Entity Mention Coreference Resolution Task
An Entity Mention Coreference Resolution Task is a coreference resolution task that is also a mention clustering task (to produce coreferent mention clusters).
- AKA: Noun Phrase Coreference Resolution Task, Entity Mention Clustering Task, Entity Mention Disambiguation, Coreferent Entity Mention Resolution Task, Entity Reference Discrimination Task, Reference Clustering Task.
- Context:
- Input: A Document Set.
- Optionally: an Annotated Document Set (in which the entity mentions may have been recognized in advance).
- Optionally: an Entity Type Description, e.g. People.
- output: a set of Entity Mention Clusters (from the document set with the same Entity Referent). This is a Coreference Chain if only one document is provided.
- Optionally: Identifiers to the Artifact]]s that reference the entity.
- Optionally, the cluster can be mapped to a corresponding Entity Record in an Entity Database.
- It can range from being an Anaphora Resolution Task to being a Noun-Phrase Resolution Task.
- It can range from being a Cross-Document Coreference Resolution Task (if the entity mentions span across multiple documents)
to being a Single-Document Coreference Resolution Task (the the input is single document). - It can range from being a Heuristic Entity Mention Coreference Resolution Task to being a Data-Driven Entity Mention Coreference Resolution Task (such as a supervised entity mention coreference resolution task).

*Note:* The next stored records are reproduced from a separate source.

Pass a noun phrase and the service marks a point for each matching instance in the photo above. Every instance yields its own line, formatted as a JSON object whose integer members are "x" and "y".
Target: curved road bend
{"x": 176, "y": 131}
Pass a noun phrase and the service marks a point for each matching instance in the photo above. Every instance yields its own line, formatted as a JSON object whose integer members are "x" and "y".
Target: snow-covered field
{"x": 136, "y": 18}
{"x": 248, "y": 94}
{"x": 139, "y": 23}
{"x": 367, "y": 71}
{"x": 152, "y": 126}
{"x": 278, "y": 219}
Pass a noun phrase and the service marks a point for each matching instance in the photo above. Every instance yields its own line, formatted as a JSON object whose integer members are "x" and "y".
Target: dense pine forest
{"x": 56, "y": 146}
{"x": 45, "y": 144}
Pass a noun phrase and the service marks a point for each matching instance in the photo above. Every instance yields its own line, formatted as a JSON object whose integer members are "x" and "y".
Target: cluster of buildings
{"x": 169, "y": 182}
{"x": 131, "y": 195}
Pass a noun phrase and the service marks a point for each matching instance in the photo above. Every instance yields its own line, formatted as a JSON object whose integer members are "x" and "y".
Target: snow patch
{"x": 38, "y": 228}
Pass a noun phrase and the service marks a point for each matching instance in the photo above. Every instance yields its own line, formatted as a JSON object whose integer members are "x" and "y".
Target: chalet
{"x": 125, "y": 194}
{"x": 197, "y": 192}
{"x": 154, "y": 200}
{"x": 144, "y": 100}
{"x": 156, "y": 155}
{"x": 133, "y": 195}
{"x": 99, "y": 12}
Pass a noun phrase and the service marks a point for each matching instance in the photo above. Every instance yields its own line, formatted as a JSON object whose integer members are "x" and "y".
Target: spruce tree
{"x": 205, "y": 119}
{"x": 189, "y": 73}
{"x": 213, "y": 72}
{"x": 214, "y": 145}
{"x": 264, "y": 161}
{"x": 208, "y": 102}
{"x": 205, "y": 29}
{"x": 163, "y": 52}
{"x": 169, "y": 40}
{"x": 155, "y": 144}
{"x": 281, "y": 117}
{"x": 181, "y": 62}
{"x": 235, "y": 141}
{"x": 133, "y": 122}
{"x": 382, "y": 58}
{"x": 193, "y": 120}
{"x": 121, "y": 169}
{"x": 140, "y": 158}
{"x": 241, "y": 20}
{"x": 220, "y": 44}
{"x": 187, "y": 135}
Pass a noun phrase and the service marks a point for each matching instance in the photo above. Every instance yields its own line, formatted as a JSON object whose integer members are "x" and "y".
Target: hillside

- It can be a subtask to the Information Fusion Task.
- It can be solved by an Entity Mention Coreference Resolution System that applies an (Entity Mention Coreference Resolution Algorithm.
- It is a Word-level Semantic Analysis Task.
- It can be supported by an Anaphora Resolution Task to identify Anaphors and map them to their Referent Entity Mentions.
- It can support an Entity Mention Normalization Task.
- …
- Input: A Document Set.
- Example(s):
- A Named Entity Coreference Resolution Task, such as person mention coreference resolution.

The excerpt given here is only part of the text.